KNIME Server on AWS Marketplace User Guide

Introduction

KNIME Server is the enterprise software for team based collaboration, automation, management, and deployment of data science workflows, data, and guided analytics. Non experts are given access to data science via KNIME WebPortal or can use REST APIs to integrate workflows as analytic services to applications and IoT systems. A full overview is available here.

KNIME Server can be launched through the AWS Marketplace. There are several options:

With the introduction of the KNIME Server Large (PAYG) offering we fill a gap in our AWS Marketplace offerings. This type of installation gives you the opportunity to spin up a cloud instance, and connect it to scalable KNIME Executors, without major IT involvement, contracting and legal work as all payment is handled via Amazon.

The existing PAYG offerings (KNIME Server Small and Medium) don’t support usage of additional Executors, and KNIME Server Large BYOL requires purchasing a year-long license from our side.
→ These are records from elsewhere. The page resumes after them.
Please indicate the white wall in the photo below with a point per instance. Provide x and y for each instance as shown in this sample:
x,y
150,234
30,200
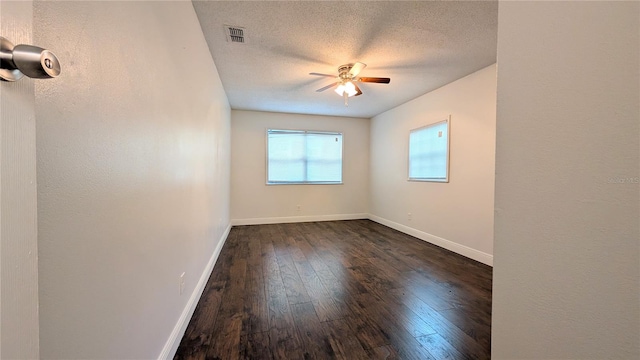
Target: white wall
x,y
457,215
18,212
133,166
567,264
254,202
KNIME Server Large (PAYG) support

In case you need help or support with the installation and setting of the KNIME Server Large (PAYG) instance please reach out to support@knime.com.

Architecture Overview

An overview of the general KNIME Server architecture is supplied. More detailed description of software architecture can be found in the KNIME Server Administration Guide.

KNIME Server Large (AWS)

KNIME Server Large supports configurations that allow for resilient architectures, to support scalability and high-availability.

For reference we’ve shown here one of the more complex architectures to support scaling KNIME Executors, and failover of the server instance to a new availability zone.

KNIME Server Large can be run as a single EC2 instance, in which case all of the guidance from above may be used.

KNIME Server Large Scalable architecture

Routine Maintenance

Starting KNIME Server

KNIME Server starts automatically when the instance starts using standard systemd commands. Once the Tomcat application has started successfully, it will automatically launch an executor. This means that in normal operation you will not need the below command.

In the case that you need to start a stopped KNIME Server, it may be started using the following command at the terminal:

sudo systemctl start knime-server.service

Stopping KNIME Server

Stop the KNIME Server by executing the command:

sudo systemctl stop knime-server.service

Restarting KNIME Server

Restart the KNIME Server by executing the command:

sudo systemctl restart knime-server.service

Restarting the executor (KNIME Server Large - Distributed Executors)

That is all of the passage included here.